It comes a month after SNP ministers used more recent data to claim their efforts to help young people back into work were beginning to “pay off”.

However, SNP ministers insisted that the employment rate remained higher than in the rest of the UK, and turned the attack on the coalition government’s economic policy, as they repeated calls for George Osborne to borrow more cash to invest in a new wave of building works.

The disappointing overall figures, which showed the first rise in unemployment in Scotland for six months, prompted warnings from economists that the country’s economic recovery had stalled and was now “languishing” some way short of its pre-crash position.

The new figures show that, overall, unemployment rose by 4,000 to 223,000 in the period May to June. The Scottish unemployment rate is 8.2 per cent, just above the average of 8.1 per cent for the whole of the UK.

But, while job rates remain higher than the UK average, Scotland’s 0.1 per cent increase was far lower than the UK’s as a whole, which had an Olympic-boosted increase of 0.5 per cent.

Unemployment among 16 to 24-year-olds, according to the most recent estimates, is now running at 24.3 per cent, below previous highs from last year, but up on the early part of this year. This includes people in full-time education.

Figures on youth employment showed that 323,000 18 to 24-year-olds were in work in the year to March 2012, down from 373,000 in the year to March 2009.

Youth employment minister Angela Constance has recently pointed to estimates which suggest employment is now rising among the young. She claimed the figures demonstrated “that our efforts are starting to pay off”. However, yesterday’s figures showed a lower year-on-year increase in youth employment than last month’s figures.

Margaret Lynch, chief executive of Citizens Advice Scotland, warned last night that graduates were among those feeling “frustrated and disillusioned”, either at not being able to find a job or having to accept jobs for which they were overqualified.

She said: “Young people from all walks of life are faced with a jobs market that seems to hold no hope for them. We would urge the governments in Holyrood and Westminster to create more job opportunities for young people and graduates by extending schemes such as Community Jobs Scotland to more people and to ensure that all young people are better supported to take those opportunities.”

Scottish Labour’s shadow minister for youth employment, Kezia Dugdale MSP, added: “One of the really alarming aspects in today’s unemployment figures is for those who are long-term unemployed, especially amongst young people.
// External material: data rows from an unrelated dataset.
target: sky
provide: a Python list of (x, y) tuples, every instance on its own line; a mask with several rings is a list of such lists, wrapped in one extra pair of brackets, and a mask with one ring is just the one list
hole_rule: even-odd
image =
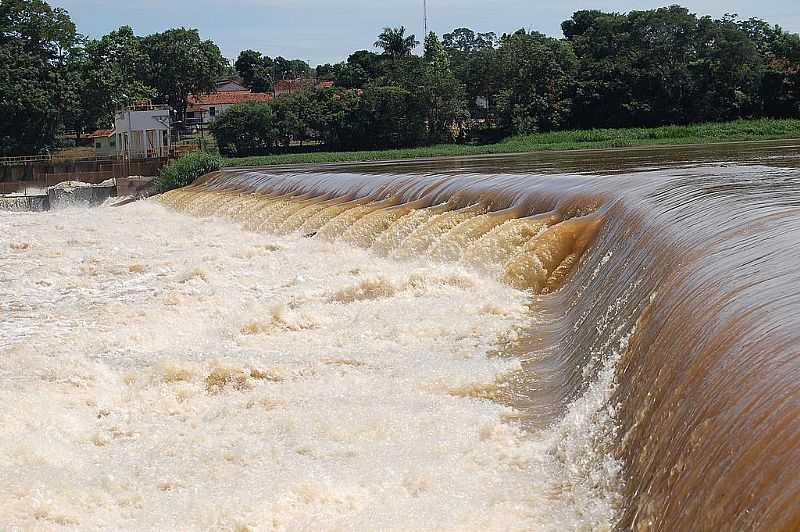
[[(581, 9), (630, 11), (678, 3), (676, 0), (427, 0), (428, 26), (439, 35), (453, 28), (494, 31), (519, 28), (561, 36), (561, 22)], [(800, 32), (798, 0), (684, 0), (698, 15), (738, 13)], [(119, 26), (146, 35), (172, 27), (200, 30), (225, 57), (258, 50), (312, 65), (342, 61), (355, 50), (371, 49), (384, 26), (405, 26), (422, 40), (423, 0), (50, 0), (63, 7), (78, 31), (99, 37)]]

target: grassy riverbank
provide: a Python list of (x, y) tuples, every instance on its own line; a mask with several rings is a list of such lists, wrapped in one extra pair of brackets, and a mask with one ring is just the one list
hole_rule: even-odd
[(800, 138), (800, 119), (736, 120), (734, 122), (662, 126), (656, 128), (558, 131), (509, 137), (496, 144), (440, 144), (380, 151), (309, 152), (225, 159), (225, 166), (273, 166), (338, 162), (385, 161), (496, 153), (622, 148), (630, 146), (711, 144)]

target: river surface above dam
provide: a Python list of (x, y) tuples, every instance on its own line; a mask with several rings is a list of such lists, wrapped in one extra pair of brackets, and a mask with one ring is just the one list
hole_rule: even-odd
[(800, 143), (0, 212), (0, 529), (793, 530)]

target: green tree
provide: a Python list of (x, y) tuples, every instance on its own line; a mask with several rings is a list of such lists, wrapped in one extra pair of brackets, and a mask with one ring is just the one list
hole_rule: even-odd
[(275, 79), (307, 78), (311, 75), (311, 67), (300, 59), (275, 58)]
[(757, 18), (739, 21), (738, 25), (764, 61), (762, 113), (773, 117), (800, 116), (800, 36)]
[(330, 149), (384, 149), (423, 144), (426, 117), (419, 98), (399, 86), (319, 91), (321, 140)]
[(444, 66), (450, 63), (447, 52), (442, 46), (442, 41), (439, 40), (439, 37), (434, 32), (429, 32), (425, 36), (425, 48), (422, 56), (429, 63), (438, 63)]
[(41, 0), (0, 2), (0, 155), (55, 145), (77, 105), (70, 63), (78, 44), (63, 9)]
[(330, 63), (317, 65), (314, 68), (314, 75), (317, 79), (332, 80), (336, 77), (336, 66)]
[(574, 125), (622, 127), (632, 121), (629, 104), (637, 73), (627, 43), (627, 19), (619, 13), (578, 11), (561, 24), (578, 58)]
[(404, 26), (399, 28), (383, 28), (375, 41), (375, 47), (383, 50), (383, 55), (392, 59), (410, 56), (419, 44), (414, 35), (406, 36)]
[(397, 86), (370, 86), (364, 91), (366, 136), (361, 146), (372, 149), (423, 144), (426, 138), (424, 109), (415, 94)]
[(632, 73), (632, 99), (626, 111), (638, 125), (688, 120), (695, 98), (690, 64), (697, 42), (697, 17), (688, 9), (670, 6), (632, 11), (625, 25)]
[(653, 126), (759, 112), (764, 61), (734, 17), (697, 18), (680, 6), (626, 15), (579, 11), (562, 29), (579, 61), (573, 115), (578, 127)]
[(211, 125), (223, 155), (269, 153), (280, 139), (277, 117), (270, 102), (234, 105)]
[(425, 37), (424, 63), (407, 82), (416, 88), (424, 108), (429, 143), (452, 142), (465, 130), (469, 119), (464, 85), (450, 69), (450, 60), (434, 32)]
[(698, 21), (698, 50), (691, 64), (695, 84), (690, 116), (727, 120), (759, 112), (764, 63), (755, 43), (732, 17)]
[(319, 137), (324, 103), (320, 91), (297, 91), (278, 96), (272, 101), (278, 136), (284, 146)]
[(293, 78), (311, 77), (311, 67), (302, 59), (292, 59), (289, 61), (289, 69)]
[(468, 109), (473, 117), (487, 118), (494, 108), (495, 95), (502, 83), (495, 46), (497, 35), (456, 28), (445, 33), (442, 46), (450, 69), (466, 90)]
[(337, 87), (363, 89), (385, 72), (384, 58), (367, 50), (350, 54), (347, 62), (337, 65), (334, 82)]
[(244, 85), (253, 92), (270, 92), (273, 86), (275, 64), (266, 55), (255, 50), (244, 50), (234, 63)]
[(225, 72), (227, 61), (210, 40), (203, 41), (197, 30), (178, 28), (142, 39), (149, 58), (147, 84), (158, 98), (169, 104), (182, 120), (190, 94), (210, 93)]
[(465, 54), (494, 48), (496, 42), (497, 34), (493, 32), (475, 33), (469, 28), (456, 28), (443, 36), (445, 48)]
[(128, 26), (87, 41), (74, 64), (79, 106), (69, 125), (78, 133), (107, 127), (117, 109), (152, 98), (153, 89), (141, 81), (147, 61), (141, 41)]
[(369, 138), (372, 117), (356, 90), (324, 91), (319, 134), (329, 149), (357, 149)]
[(275, 58), (275, 80), (279, 79), (292, 79), (294, 74), (292, 72), (292, 64), (285, 57), (278, 56)]
[(453, 72), (467, 92), (472, 116), (493, 116), (496, 96), (506, 83), (498, 55), (496, 49), (486, 48), (471, 53), (460, 63), (451, 59)]
[(504, 131), (534, 133), (568, 123), (576, 70), (568, 43), (519, 30), (503, 36), (497, 58), (504, 80), (497, 95), (498, 119)]

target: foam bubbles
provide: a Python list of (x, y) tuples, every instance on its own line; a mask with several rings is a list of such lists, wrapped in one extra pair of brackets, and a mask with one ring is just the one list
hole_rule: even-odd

“The number of young people on the dole for over a year has shot up by two and half times, with a very large proportion of young men in this age group entering long-term unemployment. These are not faceless figures but the hopes and aspirations of an entire generation of young Scots.”

However, finance secretary John Swinney said the Scottish Government would maintain its pledge to offer every 16- to 19-year-old in Scotland a place in education or training .

He added: “There is no doubt that with the full fiscal powers of independence, the Scottish Government could do even more to strengthen our economy. But, in the meantime, we call on the UK government to help, rather than hinder, the process of economic recovery.”

Scottish Secretary Michael Moore, however, pointed to the coalition’s wider economic strategy, saying that efforts to cut borrowing would “maintain investor confidence” and keep interest rates low while the economy is rebalanced.

Union chiefs said the overall rise in employment hid a marked increase in part-time jobs, up 13,000 over the year. The figures also showed that the number of people working part time because they cannot get a full time job is on the up.

Grahame Smith, general-secretary of the Scottish Trades Union Congress, said: “The key message is that, north and south of the Border, unemployment trends are similar, because they are primarily driven by George Osborne’s failing austerity measures.”

On the wider economic picture, Professor Brian Ashcroft, of the Fraser of Allander Institute at Strathclyde University, said: “The Scottish and UK economies are still incredibly weak. We are still languishing in a fairly stagnant position. And in Scotland there is as yet no indication of a bounce-back.”